Faraday (2000) previously attempted to model user behavior while viewing web pages. The suggested model concluded that element color should be a more important factor than other elements in determining how web pages are viewed. The results of this study contradict Faraday’s model. Conversely, the results of this study agree with the findings of Granka et al. (2006) where element location is an important factor in determining fixation order. Our findings show that while channel location was most influential, the effects of title color only become pronounced after the first few fixations in the channel region of the stimuli.
It is important for portal content managers to arrange key information in a web portal where users can locate it quickly. This study suggests that the top-center and top-left channels are likely the best locations to place important information. Using channel title color to influence participant behavior may have mixed results as it is appears to be dependent upon the location of the channel title. The color manipulation of the channel title appears to be more effective on the left side than on the right side of the portal page.
Future research in this area needs to be conducted to understand the effects of element size, animation, graphics, and color in portal pages.
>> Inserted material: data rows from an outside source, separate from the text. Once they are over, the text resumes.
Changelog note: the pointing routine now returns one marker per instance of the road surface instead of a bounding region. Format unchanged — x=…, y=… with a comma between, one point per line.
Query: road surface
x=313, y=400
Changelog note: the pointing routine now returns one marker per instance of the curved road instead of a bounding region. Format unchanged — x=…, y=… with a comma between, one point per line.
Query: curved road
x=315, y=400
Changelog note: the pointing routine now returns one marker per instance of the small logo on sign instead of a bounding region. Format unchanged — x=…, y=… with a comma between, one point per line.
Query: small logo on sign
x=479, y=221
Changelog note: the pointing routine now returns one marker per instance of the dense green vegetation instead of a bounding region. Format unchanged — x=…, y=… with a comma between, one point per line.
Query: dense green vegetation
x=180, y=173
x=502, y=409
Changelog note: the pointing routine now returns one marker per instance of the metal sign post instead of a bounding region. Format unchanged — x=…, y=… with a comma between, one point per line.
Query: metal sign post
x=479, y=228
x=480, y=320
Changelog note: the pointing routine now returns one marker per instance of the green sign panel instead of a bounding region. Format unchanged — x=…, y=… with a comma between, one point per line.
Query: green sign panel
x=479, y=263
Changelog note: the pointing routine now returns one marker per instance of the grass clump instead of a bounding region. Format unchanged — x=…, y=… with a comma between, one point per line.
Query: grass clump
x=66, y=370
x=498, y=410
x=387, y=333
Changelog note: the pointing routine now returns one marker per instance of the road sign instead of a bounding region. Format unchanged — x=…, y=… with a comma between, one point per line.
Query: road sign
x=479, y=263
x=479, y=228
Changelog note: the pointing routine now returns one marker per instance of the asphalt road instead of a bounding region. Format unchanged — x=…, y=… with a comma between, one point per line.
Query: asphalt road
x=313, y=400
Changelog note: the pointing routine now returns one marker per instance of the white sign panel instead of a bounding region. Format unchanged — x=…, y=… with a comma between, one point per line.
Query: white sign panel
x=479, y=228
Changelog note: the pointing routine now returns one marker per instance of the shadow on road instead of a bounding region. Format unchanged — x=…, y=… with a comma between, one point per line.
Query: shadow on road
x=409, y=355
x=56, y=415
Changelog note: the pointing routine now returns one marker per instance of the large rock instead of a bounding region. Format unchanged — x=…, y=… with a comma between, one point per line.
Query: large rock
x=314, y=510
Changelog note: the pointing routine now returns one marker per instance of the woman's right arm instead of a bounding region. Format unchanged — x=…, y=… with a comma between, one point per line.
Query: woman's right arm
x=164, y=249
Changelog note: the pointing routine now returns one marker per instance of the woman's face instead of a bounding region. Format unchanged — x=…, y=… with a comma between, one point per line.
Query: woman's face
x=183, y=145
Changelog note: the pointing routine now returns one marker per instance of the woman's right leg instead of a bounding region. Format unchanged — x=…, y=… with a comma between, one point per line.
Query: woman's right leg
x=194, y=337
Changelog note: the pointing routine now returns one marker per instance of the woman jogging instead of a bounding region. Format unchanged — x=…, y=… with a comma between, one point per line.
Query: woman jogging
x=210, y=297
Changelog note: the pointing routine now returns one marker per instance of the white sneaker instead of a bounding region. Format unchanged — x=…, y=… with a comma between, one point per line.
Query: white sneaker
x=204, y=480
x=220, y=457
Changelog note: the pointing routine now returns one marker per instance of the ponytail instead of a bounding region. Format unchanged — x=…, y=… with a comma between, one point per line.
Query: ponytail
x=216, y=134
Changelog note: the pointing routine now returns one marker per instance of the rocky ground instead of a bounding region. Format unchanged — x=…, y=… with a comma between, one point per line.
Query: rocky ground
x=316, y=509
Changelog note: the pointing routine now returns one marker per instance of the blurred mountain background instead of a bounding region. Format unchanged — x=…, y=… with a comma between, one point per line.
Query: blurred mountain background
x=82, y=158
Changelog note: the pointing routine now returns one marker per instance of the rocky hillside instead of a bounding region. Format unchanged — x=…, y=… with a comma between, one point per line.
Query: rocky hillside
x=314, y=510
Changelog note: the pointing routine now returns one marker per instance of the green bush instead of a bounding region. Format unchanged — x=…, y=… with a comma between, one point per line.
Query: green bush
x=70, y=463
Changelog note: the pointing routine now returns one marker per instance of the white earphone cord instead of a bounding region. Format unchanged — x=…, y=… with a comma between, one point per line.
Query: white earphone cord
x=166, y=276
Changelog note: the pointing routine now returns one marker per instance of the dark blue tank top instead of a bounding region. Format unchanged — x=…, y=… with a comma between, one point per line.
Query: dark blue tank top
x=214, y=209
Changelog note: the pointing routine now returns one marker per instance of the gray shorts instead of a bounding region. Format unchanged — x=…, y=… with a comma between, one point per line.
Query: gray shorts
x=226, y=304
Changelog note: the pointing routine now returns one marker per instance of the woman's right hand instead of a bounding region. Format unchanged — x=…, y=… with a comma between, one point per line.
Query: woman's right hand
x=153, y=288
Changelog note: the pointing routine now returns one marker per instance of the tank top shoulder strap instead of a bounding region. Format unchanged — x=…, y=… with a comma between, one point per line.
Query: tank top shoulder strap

Note: A paper based on this work can be found in the Proceedings of the Human Factors and Ergonomics Society’s 53rd (2009) Annual Meeting in San Antonio, TX.
Faraday, P. (2000, June). Visually critiquing web pages. In Proceedings of the Sixth Conference on Human Factors & the Web, Austin, TX. Retrieved from http://facweb.cs.depaul.edu/cmiller/faraday/Faraday.htm.
Goldberg, J., Stimson, M., Lewenstein, M., Scott, N., & Wichansky, A. (2002). Eye tracking in web searchtasks: Design implications. In Proceedings of the 2002 Symposium of Eye Tracking Research & Applications (pp. 51-58). New Orleans, Louisiana: ACM Press.
Granka, L., Hembrooke, H., & Gay, G. (2006). Location location location:Viewing patterns on WWW pages. In ETRA 2006 (p. 43). San Diego, California: ACM Press.
Owens, J. W., Shrestha, S., & Chaparro, B. (2008). Eye-tracking patterns of multi-column web portals during browse tasks. In Proceedings of the 52nd Annual Human Factors and Ergonomics Society (pp.1594-1598). New York.
Wolfe, J. & Horowitz, T. (2004). What attributes guide the deployment of visual attention and how do they do it. Neuroscience, 5, 1-5.